Turning Antigravity CLI Into a Self-Verifying Plan Executor

Table of Contents

The Problem: When the Executor Rebels Against the Plan
The Solution: Enforcing Absolute Execution Discipline
Why this combination works better than any single change
Final thoughts

If you use Antigravity CLI for real implementation work, the hardest problem is usually not raw model quality. It is execution discipline.

A fast model can still drift out of scope, improvise around a plan, or blur the line between “implementation” and “creative interpretation.” Before I tightened my setup, my biggest frustration was when the executor treated a carefully crafted, step-by-step plan as a mere "creative suggestion," introducing speculative abstractions and "while I'm here" refactoring that made the changes difficult to audit and verify.

To solve this, I tightened three parts of my Antigravity CLI setup:

the instruction layer (GEMINI.md, which plays the role that AGENTS.md often plays in other tools),
a dedicated implement-plan skill,
and a separate reviewer agent running Gemini 3.1 Pro, wired into an automated review loop that runs until it returns PASS.

The first two pieces made execution auditable: rules and a skill force the fast executor to stay anchored to a saved plan and to report what it did in a fixed structure. The third piece is what changed the whole thing. Once a different, higher-capability model does the judging, the setup stops being merely auditable and becomes self-verifying. The executor can no longer sign off on its own work.

This post walks through the problem of plan drift, how the global instruction layer and a custom plan-focused skill enforce discipline during coding tasks, and why moving the final verdict onto a second model was the change that mattered most.

The Problem: When the Executor Rebels Against the Plan

In real engineering work, an agent that decides to be a creative designer instead of a disciplined builder is a liability.

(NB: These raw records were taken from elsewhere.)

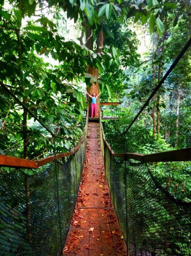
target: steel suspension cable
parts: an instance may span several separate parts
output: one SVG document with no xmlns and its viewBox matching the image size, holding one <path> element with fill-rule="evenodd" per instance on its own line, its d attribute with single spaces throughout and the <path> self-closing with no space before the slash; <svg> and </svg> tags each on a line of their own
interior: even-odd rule
<svg viewBox="0 0 191 256">
<path fill-rule="evenodd" d="M 114 138 L 113 138 L 111 139 L 110 140 L 107 140 L 108 141 L 111 141 L 114 140 L 115 140 L 115 139 L 119 137 L 121 135 L 122 135 L 123 134 L 126 133 L 127 131 L 129 130 L 133 124 L 133 123 L 137 119 L 138 117 L 144 109 L 145 109 L 145 108 L 147 106 L 148 104 L 148 103 L 152 98 L 154 95 L 157 92 L 157 91 L 160 88 L 164 81 L 166 79 L 168 76 L 169 74 L 171 73 L 172 70 L 174 68 L 175 68 L 178 62 L 183 57 L 186 51 L 187 51 L 188 50 L 190 46 L 190 45 L 191 45 L 191 37 L 190 37 L 189 40 L 188 40 L 186 44 L 185 45 L 184 48 L 183 48 L 180 52 L 179 53 L 176 58 L 174 61 L 173 63 L 167 71 L 166 74 L 165 74 L 165 75 L 164 75 L 162 79 L 161 79 L 156 87 L 155 89 L 153 90 L 150 96 L 148 98 L 148 99 L 146 102 L 145 103 L 141 108 L 141 109 L 138 113 L 133 119 L 132 122 L 128 126 L 126 131 L 125 131 L 124 132 L 123 132 L 122 133 L 119 134 L 119 135 L 118 135 L 117 136 L 116 136 L 116 137 L 115 137 Z"/>
</svg>

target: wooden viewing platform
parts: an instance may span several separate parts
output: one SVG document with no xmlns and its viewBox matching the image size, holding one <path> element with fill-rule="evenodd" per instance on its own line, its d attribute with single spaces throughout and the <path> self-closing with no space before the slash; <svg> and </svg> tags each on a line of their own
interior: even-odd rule
<svg viewBox="0 0 191 256">
<path fill-rule="evenodd" d="M 89 123 L 78 204 L 63 253 L 74 256 L 126 255 L 126 246 L 112 206 L 105 172 L 99 124 Z"/>
</svg>

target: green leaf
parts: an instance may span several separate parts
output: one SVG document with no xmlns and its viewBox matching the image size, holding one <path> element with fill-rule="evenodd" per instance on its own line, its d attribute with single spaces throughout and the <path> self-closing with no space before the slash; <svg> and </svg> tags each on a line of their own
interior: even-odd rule
<svg viewBox="0 0 191 256">
<path fill-rule="evenodd" d="M 85 73 L 84 77 L 86 78 L 91 78 L 92 77 L 92 76 L 89 73 Z"/>
<path fill-rule="evenodd" d="M 137 5 L 139 5 L 139 4 L 143 3 L 143 2 L 144 2 L 145 0 L 137 0 Z"/>
<path fill-rule="evenodd" d="M 84 10 L 85 8 L 85 3 L 84 0 L 80 0 L 80 9 L 82 12 Z"/>
<path fill-rule="evenodd" d="M 156 24 L 157 25 L 157 31 L 159 36 L 160 36 L 164 32 L 164 24 L 159 17 L 158 17 L 156 20 Z"/>
<path fill-rule="evenodd" d="M 17 25 L 19 27 L 21 26 L 21 21 L 22 19 L 22 15 L 21 12 L 19 10 L 14 9 L 14 10 L 15 15 L 17 18 Z"/>
<path fill-rule="evenodd" d="M 34 31 L 40 31 L 44 33 L 47 33 L 47 29 L 42 27 L 38 26 L 29 26 L 26 27 L 24 29 L 29 30 L 33 30 Z"/>
<path fill-rule="evenodd" d="M 6 12 L 4 11 L 0 11 L 0 16 L 3 17 L 5 19 L 6 19 L 9 21 L 11 21 L 11 17 L 9 14 Z"/>
<path fill-rule="evenodd" d="M 176 16 L 174 20 L 174 22 L 173 23 L 173 26 L 174 27 L 175 27 L 176 25 L 176 24 L 178 23 L 178 22 L 179 20 L 179 16 Z"/>
<path fill-rule="evenodd" d="M 90 83 L 94 83 L 95 82 L 96 82 L 97 81 L 97 79 L 96 77 L 92 77 L 90 78 Z"/>
<path fill-rule="evenodd" d="M 30 4 L 32 5 L 34 3 L 34 0 L 29 0 L 29 2 Z"/>
<path fill-rule="evenodd" d="M 50 87 L 54 91 L 56 90 L 57 87 L 55 83 L 52 82 L 50 84 Z"/>
<path fill-rule="evenodd" d="M 107 88 L 107 92 L 108 93 L 108 95 L 110 98 L 111 98 L 112 97 L 114 97 L 114 95 L 111 88 L 107 84 L 105 84 Z"/>
<path fill-rule="evenodd" d="M 157 0 L 152 0 L 152 5 L 156 6 L 159 5 L 158 2 Z"/>
<path fill-rule="evenodd" d="M 107 5 L 107 4 L 104 4 L 103 6 L 102 6 L 99 9 L 99 10 L 98 13 L 98 16 L 99 17 L 102 16 L 105 11 L 106 7 Z"/>
<path fill-rule="evenodd" d="M 152 34 L 154 30 L 155 20 L 155 15 L 153 14 L 152 14 L 150 18 L 150 20 L 149 22 L 149 32 L 151 34 Z"/>
<path fill-rule="evenodd" d="M 51 123 L 52 123 L 54 120 L 54 119 L 53 116 L 51 115 L 48 116 L 48 119 L 50 120 Z"/>
<path fill-rule="evenodd" d="M 111 13 L 111 6 L 110 4 L 107 4 L 106 8 L 106 17 L 109 19 Z"/>
<path fill-rule="evenodd" d="M 76 0 L 69 0 L 69 1 L 72 5 L 72 7 L 76 3 Z"/>
<path fill-rule="evenodd" d="M 141 25 L 143 26 L 147 22 L 147 21 L 150 17 L 150 13 L 149 13 L 146 16 L 143 15 L 142 16 L 142 19 L 141 22 Z"/>
<path fill-rule="evenodd" d="M 101 83 L 101 90 L 102 92 L 103 92 L 104 91 L 104 88 L 105 87 L 105 84 L 103 82 Z"/>
</svg>

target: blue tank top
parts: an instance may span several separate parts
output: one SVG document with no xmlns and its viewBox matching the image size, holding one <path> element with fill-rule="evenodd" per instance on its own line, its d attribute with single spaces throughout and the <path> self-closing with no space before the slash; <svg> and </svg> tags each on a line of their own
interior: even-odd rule
<svg viewBox="0 0 191 256">
<path fill-rule="evenodd" d="M 96 103 L 96 97 L 93 97 L 92 98 L 92 103 L 94 104 Z"/>
</svg>

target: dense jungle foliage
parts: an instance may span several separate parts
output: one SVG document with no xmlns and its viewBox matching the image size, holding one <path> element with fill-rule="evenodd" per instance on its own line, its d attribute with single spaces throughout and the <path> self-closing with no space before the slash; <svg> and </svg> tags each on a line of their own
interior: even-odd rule
<svg viewBox="0 0 191 256">
<path fill-rule="evenodd" d="M 100 101 L 122 102 L 120 120 L 104 124 L 108 139 L 123 132 L 190 35 L 186 1 L 23 0 L 0 4 L 1 82 L 66 139 L 79 139 L 82 134 L 85 83 L 88 87 L 98 83 Z M 71 32 L 69 18 L 75 24 L 74 41 L 65 39 Z M 103 31 L 101 52 L 86 46 L 88 26 L 95 45 Z M 129 152 L 148 154 L 189 146 L 190 53 L 189 49 L 128 132 Z M 98 69 L 98 79 L 86 72 L 88 65 Z M 48 132 L 2 86 L 0 89 L 1 153 L 31 159 L 52 154 Z M 57 138 L 57 151 L 69 151 L 73 144 Z M 124 151 L 121 143 L 116 142 L 115 146 L 116 152 Z M 189 164 L 169 164 L 150 168 L 168 189 L 170 184 L 177 196 L 179 191 L 179 196 L 183 194 L 187 198 L 191 191 Z"/>
<path fill-rule="evenodd" d="M 74 142 L 71 140 L 80 139 L 84 126 L 84 110 L 87 108 L 85 89 L 94 86 L 97 87 L 98 91 L 98 87 L 101 91 L 100 101 L 122 102 L 119 120 L 103 122 L 107 139 L 120 134 L 167 72 L 189 39 L 191 32 L 191 8 L 188 0 L 0 0 L 0 154 L 34 160 L 73 149 Z M 125 143 L 126 151 L 144 154 L 190 146 L 191 53 L 190 47 L 128 131 L 125 141 L 124 136 L 113 141 L 114 151 L 124 152 Z M 54 136 L 57 137 L 55 146 L 54 136 Z M 75 143 L 75 145 L 78 142 Z M 70 168 L 74 171 L 76 159 L 75 157 L 73 159 Z M 79 168 L 80 164 L 77 165 Z M 184 203 L 191 202 L 189 162 L 152 163 L 148 166 L 166 191 Z M 24 216 L 25 222 L 20 230 L 27 248 L 32 244 L 31 223 L 41 222 L 41 216 L 36 213 L 38 203 L 43 206 L 46 204 L 42 199 L 42 202 L 38 201 L 38 189 L 41 189 L 41 186 L 44 189 L 44 186 L 46 189 L 42 198 L 47 200 L 50 198 L 54 203 L 56 193 L 58 194 L 54 173 L 50 178 L 49 176 L 51 168 L 49 165 L 40 171 L 1 168 L 1 182 L 5 182 L 7 189 L 3 193 L 6 194 L 8 191 L 11 198 L 8 200 L 5 196 L 6 203 L 13 206 L 16 211 L 19 209 Z M 59 169 L 62 170 L 61 167 Z M 37 186 L 36 176 L 31 175 L 38 172 L 41 172 L 42 175 Z M 67 189 L 75 189 L 75 192 L 70 190 L 68 193 L 71 192 L 70 196 L 74 196 L 74 199 L 69 197 L 66 199 L 64 189 L 60 191 L 70 212 L 67 216 L 67 225 L 63 224 L 65 234 L 78 184 L 73 171 L 71 176 L 69 173 L 64 180 L 68 179 L 72 182 Z M 119 177 L 124 181 L 123 176 Z M 50 179 L 52 186 L 54 192 L 51 198 L 43 183 L 44 177 Z M 18 177 L 21 181 L 20 183 Z M 30 179 L 31 185 L 32 181 L 31 187 Z M 17 186 L 19 193 L 15 193 L 10 185 L 12 184 Z M 144 189 L 149 190 L 149 187 L 146 183 Z M 133 188 L 131 193 L 136 189 Z M 158 191 L 154 192 L 155 195 Z M 121 193 L 122 201 L 125 196 Z M 144 195 L 143 196 L 142 202 Z M 32 208 L 35 209 L 36 220 L 31 217 L 30 204 L 33 198 L 34 201 L 38 202 L 37 206 L 31 204 Z M 155 198 L 150 200 L 151 204 L 155 202 Z M 48 213 L 57 216 L 57 207 L 47 208 Z M 157 207 L 153 207 L 156 212 Z M 164 223 L 168 222 L 167 208 L 160 207 L 163 215 L 159 214 L 157 220 L 160 219 Z M 42 209 L 43 216 L 43 207 Z M 154 223 L 149 222 L 147 210 L 142 213 L 142 217 L 146 222 L 149 220 L 149 229 Z M 136 212 L 139 218 L 139 211 Z M 5 212 L 4 217 L 6 220 Z M 65 214 L 63 210 L 62 213 Z M 51 216 L 50 214 L 47 217 L 50 222 Z M 58 219 L 55 222 L 58 222 Z M 190 220 L 186 221 L 188 226 Z M 181 221 L 186 223 L 183 218 Z M 182 236 L 183 231 L 179 228 L 182 226 L 177 226 L 174 230 L 177 229 L 179 234 Z M 20 230 L 18 227 L 15 227 L 14 235 L 17 240 L 16 235 L 19 237 Z M 148 231 L 150 238 L 154 232 L 160 233 L 161 228 L 156 224 L 154 231 Z M 26 230 L 28 236 L 25 237 Z M 3 237 L 4 230 L 0 231 Z M 43 231 L 42 232 L 44 236 Z M 190 245 L 190 232 L 188 231 L 183 235 L 184 242 Z M 173 245 L 177 242 L 176 237 L 174 240 Z M 43 243 L 43 240 L 40 242 Z M 9 248 L 10 251 L 12 250 L 12 242 L 6 245 L 8 251 Z M 51 246 L 57 249 L 57 244 L 52 243 Z M 167 243 L 165 241 L 164 243 L 166 245 Z M 181 254 L 183 251 L 180 248 L 184 247 L 184 243 L 179 243 L 174 246 L 176 252 L 179 250 L 180 255 L 190 254 L 188 250 Z M 150 246 L 150 251 L 155 253 L 156 248 Z M 20 251 L 18 245 L 15 246 L 18 247 L 15 251 Z M 15 255 L 15 252 L 11 252 Z"/>
</svg>

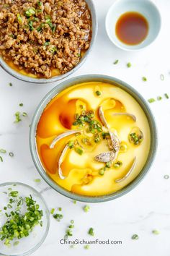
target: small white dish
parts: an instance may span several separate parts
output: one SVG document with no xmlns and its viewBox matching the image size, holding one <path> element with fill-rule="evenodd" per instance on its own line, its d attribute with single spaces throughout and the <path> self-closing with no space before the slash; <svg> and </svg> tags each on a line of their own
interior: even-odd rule
<svg viewBox="0 0 170 256">
<path fill-rule="evenodd" d="M 116 35 L 115 27 L 117 20 L 125 12 L 135 12 L 146 17 L 148 22 L 148 33 L 144 40 L 136 45 L 128 45 L 120 41 Z M 157 38 L 161 25 L 160 12 L 150 0 L 117 0 L 107 12 L 105 27 L 111 41 L 125 51 L 139 51 L 153 43 Z"/>
</svg>

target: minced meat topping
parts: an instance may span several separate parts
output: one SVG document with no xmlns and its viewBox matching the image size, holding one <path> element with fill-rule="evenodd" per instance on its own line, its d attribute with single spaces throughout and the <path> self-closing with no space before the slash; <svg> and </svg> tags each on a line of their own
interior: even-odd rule
<svg viewBox="0 0 170 256">
<path fill-rule="evenodd" d="M 37 77 L 72 69 L 91 37 L 84 0 L 0 0 L 0 54 Z"/>
</svg>

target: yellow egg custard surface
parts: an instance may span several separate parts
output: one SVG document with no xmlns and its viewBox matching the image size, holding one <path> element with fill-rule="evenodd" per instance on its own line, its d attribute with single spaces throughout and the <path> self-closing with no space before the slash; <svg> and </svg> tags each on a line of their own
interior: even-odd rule
<svg viewBox="0 0 170 256">
<path fill-rule="evenodd" d="M 69 131 L 75 133 L 62 137 Z M 40 119 L 36 142 L 42 165 L 55 182 L 78 195 L 100 196 L 138 175 L 148 156 L 151 134 L 143 110 L 129 93 L 89 82 L 52 99 Z"/>
</svg>

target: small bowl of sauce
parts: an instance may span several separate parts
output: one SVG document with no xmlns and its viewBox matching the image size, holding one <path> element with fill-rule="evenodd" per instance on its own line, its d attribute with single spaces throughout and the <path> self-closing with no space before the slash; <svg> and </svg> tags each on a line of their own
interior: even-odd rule
<svg viewBox="0 0 170 256">
<path fill-rule="evenodd" d="M 106 30 L 112 43 L 138 51 L 153 43 L 161 29 L 161 15 L 150 0 L 119 0 L 109 9 Z"/>
</svg>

Without strict guardrails, a highly capable model running on Antigravity CLI easily falls into several problematic patterns:

Scope Drift: The model spots nearby code that could "look cleaner" or "benefit from a quick refactor" and alters files completely unrelated to the active ticket.
Creative Interpretation: Instead of writing the exact surgical diff outlined in the plan, it improvises and introduces speculative APIs or structural changes "just in case."
Messy Commits and Tool Churn: Instead of sticking to one target change, it jumps across tasks, modifying dependencies, or doing unrelated lint cleanups.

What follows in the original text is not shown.